Her departure follows the resignation of Chair DeAnn Walker earlier this month, leaving the commission with just one member: Walker's replacement as chair, Arthur D'Andrea. It also follows Botkin and D'Andrea's decision to not ask the Electric Reliability Council of Texas (ERCOT) to correct real-time price inflation that occurred during the mass outages that plagued the state for days in February.
Texas Lt. Gov. Dan Patrick on Monday called on the commission to retroactively reprice that time period, which ERCOT's independent market monitor (IMM) estimated cost the market $16 billion over the course of 32 hours.

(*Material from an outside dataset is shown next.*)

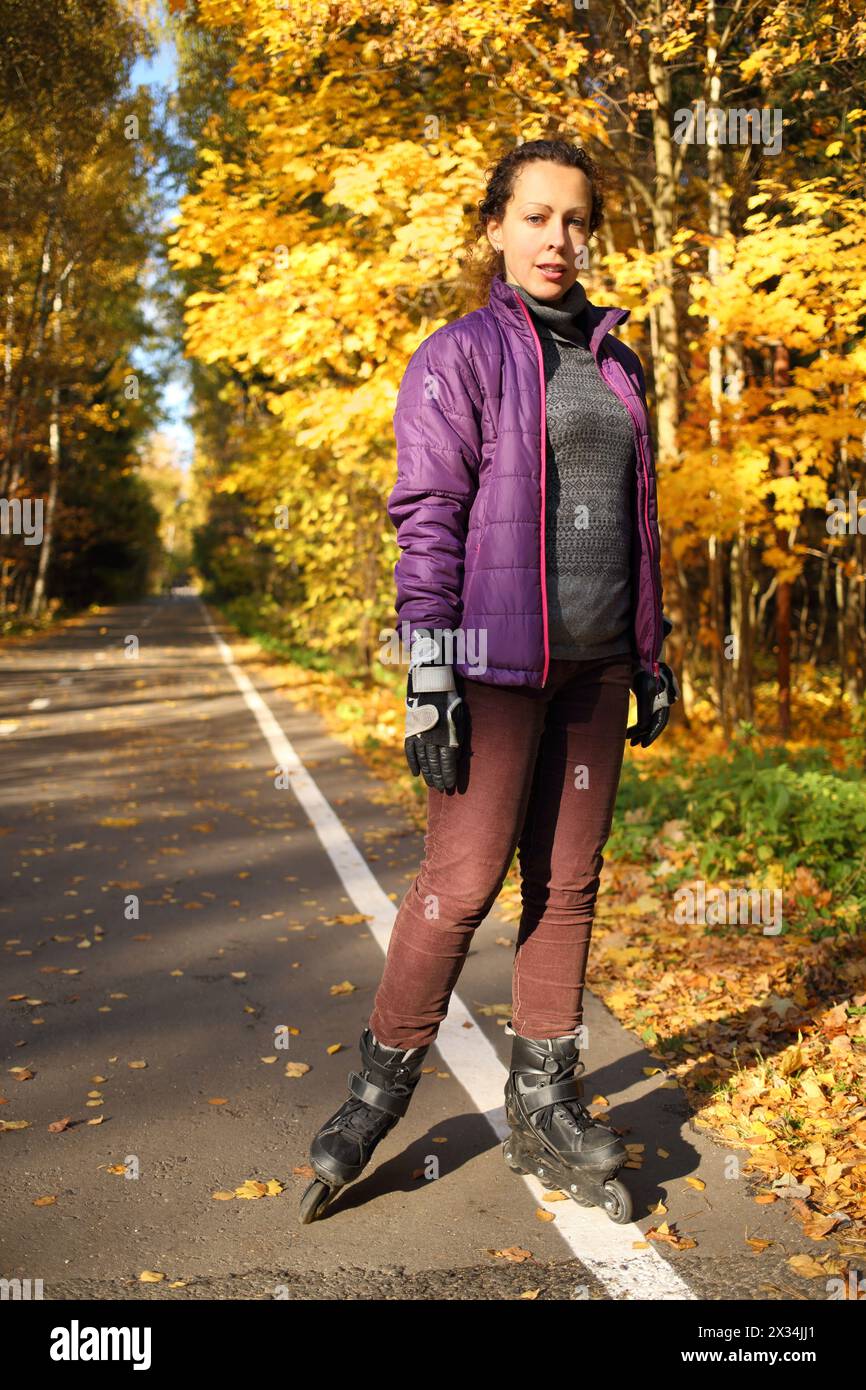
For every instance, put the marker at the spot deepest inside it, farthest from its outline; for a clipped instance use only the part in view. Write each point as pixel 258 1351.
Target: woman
pixel 531 590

Botkin's resignation is the latest in a series of personnel fallouts following the February cold snap that led ERCOT to trigger days-long outages in the region. ERCOT CEO Bill Magness was fired by ERCOT's board of directors last week and seven members of the board have resigned.

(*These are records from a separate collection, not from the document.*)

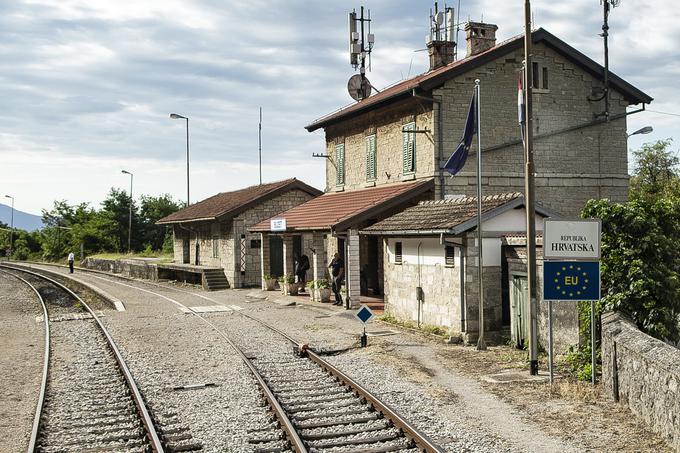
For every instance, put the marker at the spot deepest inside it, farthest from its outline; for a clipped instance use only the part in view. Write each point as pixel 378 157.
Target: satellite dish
pixel 359 87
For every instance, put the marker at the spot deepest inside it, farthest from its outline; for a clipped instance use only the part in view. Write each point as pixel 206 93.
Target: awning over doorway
pixel 339 210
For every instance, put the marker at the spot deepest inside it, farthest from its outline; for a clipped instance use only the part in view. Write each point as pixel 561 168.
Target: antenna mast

Gov. Greg Abbott, R, appointed D'Andrea to replace Walker last week, leaving the commission with just two regulators at the time. During an open meeting Friday, the commissioners addressed a recent report from the market monitor that found scarcity prices remained inflated 32 hours longer than was appropriate, costing the ERCOT market billions. Despite the IMM's recommendation that the PUC ask ERCOT to reprice that period, regulators declined to act, citing an "unknowable" path ahead for customers if they were to retroactively change the prices.
But the state's lieutenant governor on Monday joined IMM's calls for ERCOT "to correct the emergency pricing error that continued after the power shortage had ended and the major threat to the Texas grid had passed," citing the market monitor's findings that inflated pricing of $9,000/MWh should have ended the evening of Feb. 17, but instead lasted throughout Feb. 18 and into Feb. 19. Patrick in a statement also said his office had learned the IMM contacted ERCOT to inform them of their error, but ERCOT ignored the market monitor's recommendation to lower the market price.
They also cited a second "significant error" found by the IMM: that pricing at one point had exceeded the ancillary services cap of $9,000/MWh, resulting in prices reaching as high as $24,000/MWh at some intervals.
"Pricing should never have exceeded the $9,000 cap at any time," Patrick said in a statement. "The IMM has recommended that the PUC exercise their authority to direct ERCOT to correct both these pricing errors, but they have declined to do so. ERCOT has a procedure for correcting pricing errors, but has also declined to act so far. ... Correcting this $16 billion error will require an adjustment, but it is the right thing to do. It will ultimately benefit consumers and is one important step we can take now to begin to fix what went wrong in the storm."